Right, let's get this reading post done before the excitement of
raremaleslashex assignments takes over :D
Apollo's Angels: A History of Ballet by Jennifer Homans (2010). I read this as background/research for potential
Étoile fic writing, and it has been very informative. It covers the history of ballet from its emergence in the court dances of seventeenth-century France, through its development in various places through time, trends and arguments, the influence of other dance styles, its success and declines, etc. etc. Lots of interesting and useful little titbits, both generally and fannishly (I especially like the influential eighteenth-century French ballerina Marie Sallé, who—in a period when female dancers were more or less expected also to be courtesans and mistresses—developed a reputation for universally rejecting male attentions, and on her retirement '
lived quietly with an Englishwoman, Rebecca Wick, to whom she left her modest worldly belongings'; on the fannish side of things, I think I see why Maya Plisetskaya is Cheyenne's fave); I also enjoyed the discussion of how ballet has developed and been reinterpreted in widely diverse cultural and political contexts (the court of Louis XIV; post-Revolutionary Paris; the Romantic nineteenth century; the twentieth-century US and USSR). Homans, a former ballet dancer turned historian, is ideally placed to write a book like this; she writes very much from a perspective informed by direct practical experience of dance, and doesn't hesitate to express her artistic and professional opinions, especially in the final chapters on the flourishing of ballet in twentieth-century America. At the end she argues that ballet, having fallen from those heights, has entered a decline which is probably terminal, perhaps due to its incompatibility with modern culture. I don't know what to make of that; at least I'm sure the characters and presumably the creators of
Étoile would not agree! I have seen very little actual ballet in my life—I must go and remedy that soon—and I'm sure someone more familiar with it would have got more out of this book than I did, but still a very worthwhile read.
Re-read
Piranesi by Susanna Clarke (2020), gradually over the last eight weeks with the JSMN fandom read-along Discord that
pretty_plant kindly invited me to. I love this book as much as ever and, as ever, what I love most about it is how kind and gentle it is in the face of incomprehensibly horrible things happening, and the understanding that both the narrator and Sarah Raphael ultimately reach of their experiences and the world they live in. I was less caught by the academic backstory this time; perhaps I wasn't in the right mood. I do think this book benefits from being read quickly all in one go and getting properly mentally absorbed in it; reading only one part a week with other obsessions going on at the same time made less of it.

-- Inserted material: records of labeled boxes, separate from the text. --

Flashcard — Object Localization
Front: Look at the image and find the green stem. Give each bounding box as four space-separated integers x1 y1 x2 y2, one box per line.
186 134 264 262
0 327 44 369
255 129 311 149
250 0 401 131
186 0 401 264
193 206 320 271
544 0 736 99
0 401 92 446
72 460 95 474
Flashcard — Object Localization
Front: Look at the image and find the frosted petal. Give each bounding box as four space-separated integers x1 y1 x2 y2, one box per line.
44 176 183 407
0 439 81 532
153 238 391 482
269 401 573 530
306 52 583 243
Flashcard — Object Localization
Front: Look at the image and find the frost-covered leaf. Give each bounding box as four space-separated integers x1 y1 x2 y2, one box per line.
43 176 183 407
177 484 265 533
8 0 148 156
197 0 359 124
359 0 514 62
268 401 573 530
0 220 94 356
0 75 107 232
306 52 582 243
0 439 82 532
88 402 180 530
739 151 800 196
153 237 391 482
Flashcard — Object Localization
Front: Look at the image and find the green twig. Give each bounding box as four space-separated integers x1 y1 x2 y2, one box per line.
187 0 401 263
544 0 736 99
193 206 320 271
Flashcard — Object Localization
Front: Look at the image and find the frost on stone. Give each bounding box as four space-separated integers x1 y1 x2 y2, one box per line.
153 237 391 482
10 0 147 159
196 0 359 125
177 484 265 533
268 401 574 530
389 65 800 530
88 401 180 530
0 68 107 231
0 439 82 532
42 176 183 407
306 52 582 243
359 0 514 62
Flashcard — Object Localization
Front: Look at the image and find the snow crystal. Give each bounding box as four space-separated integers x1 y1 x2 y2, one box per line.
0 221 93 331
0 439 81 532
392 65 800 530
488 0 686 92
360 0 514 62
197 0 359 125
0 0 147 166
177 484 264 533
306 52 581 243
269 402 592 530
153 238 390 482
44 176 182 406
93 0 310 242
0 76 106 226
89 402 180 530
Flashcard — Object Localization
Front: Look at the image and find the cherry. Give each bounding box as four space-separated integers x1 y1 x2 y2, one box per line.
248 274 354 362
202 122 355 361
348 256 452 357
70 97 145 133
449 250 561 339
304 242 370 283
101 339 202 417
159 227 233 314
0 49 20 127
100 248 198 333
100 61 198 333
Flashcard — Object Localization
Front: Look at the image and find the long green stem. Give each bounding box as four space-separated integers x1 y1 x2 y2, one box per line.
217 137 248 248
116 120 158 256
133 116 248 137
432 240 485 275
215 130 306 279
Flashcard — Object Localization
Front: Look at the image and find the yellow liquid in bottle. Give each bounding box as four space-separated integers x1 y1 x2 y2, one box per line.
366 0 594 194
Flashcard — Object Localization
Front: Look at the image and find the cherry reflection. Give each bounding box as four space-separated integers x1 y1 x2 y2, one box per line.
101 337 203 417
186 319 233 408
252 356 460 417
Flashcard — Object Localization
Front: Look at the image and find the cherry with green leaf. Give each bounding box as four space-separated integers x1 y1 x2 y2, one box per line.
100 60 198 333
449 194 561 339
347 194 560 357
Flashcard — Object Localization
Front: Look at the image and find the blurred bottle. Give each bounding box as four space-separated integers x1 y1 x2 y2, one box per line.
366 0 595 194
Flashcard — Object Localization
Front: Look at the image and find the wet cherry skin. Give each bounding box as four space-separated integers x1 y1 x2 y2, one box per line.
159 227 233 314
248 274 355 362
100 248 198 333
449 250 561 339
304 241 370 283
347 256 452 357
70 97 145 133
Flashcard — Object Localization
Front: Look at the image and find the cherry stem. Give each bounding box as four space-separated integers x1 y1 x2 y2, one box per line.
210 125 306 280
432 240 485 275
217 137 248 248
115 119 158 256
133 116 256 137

Dr Wortle's School by Anthony Trollope (1881). Having finished the Barsetshire series last year, I wanted to keep up my tradition of reading a Trollope each summer but was dithering over where to go next; I didn't want to launch into the Palliser books, his other famous series, because from the sound of it they have less of the elements I enjoyed most about Barsetshire (church politics and rural society) and more of the elements I was less interested in (London and the nobility). In the end I picked a title from his bibliography on Wikipedia on the basis of, that sounds interesting, I'd like to see what he does with a school setting. Well, it is about a school setting in a sense, though it's not what you'd call a school story; Dr Wortle is a very Barsetshire-ish country clergyman who also runs a small preparatory school, so I managed to pick well for myself there. But if this book is half Barsetshire, the other half turns out to be a Wilkie Collins novel: the main plot turns on a reveal entertainingly similar to the inciting reveal in
No Name (but made in hilariously non-sensation novel fashion: early on in the book Trollope spends several paragraphs telling the reader 'now, authors usually draw this sort of thing out for the drama and suspense, but I'm not going to do that, I'm just going to tell you the big twist now; perhaps some readers will find this boring and fun-ruining, in which case I suggest they put the book down'). It is an interesting example of how different authors with different priorities tackle a similar scenario: besides Trollope not being a sensation novelist, this story kind of returns to the themes of
The Warden in being very much about the social consequences of scandal and the practical importance they have, whereas
No Name is all about the legal consequences and the social effects that follow as a result. I liked it! I especially liked the character of Dr Wortle, who is principled and determined on following his conscience in the face of social pressure and serious threatened consequences, but who is also dictatorial, prone to poor judgement and not always actuated by purely charitable motives; I think Trollope is too sympathetic to his failings, but I nevertheless liked how he portrays his protagonist's complexity. The book is let down by a particularly annoying Victorian love subplot which increasingly eclipses the main story towards the end, but aside from that it was worth reading.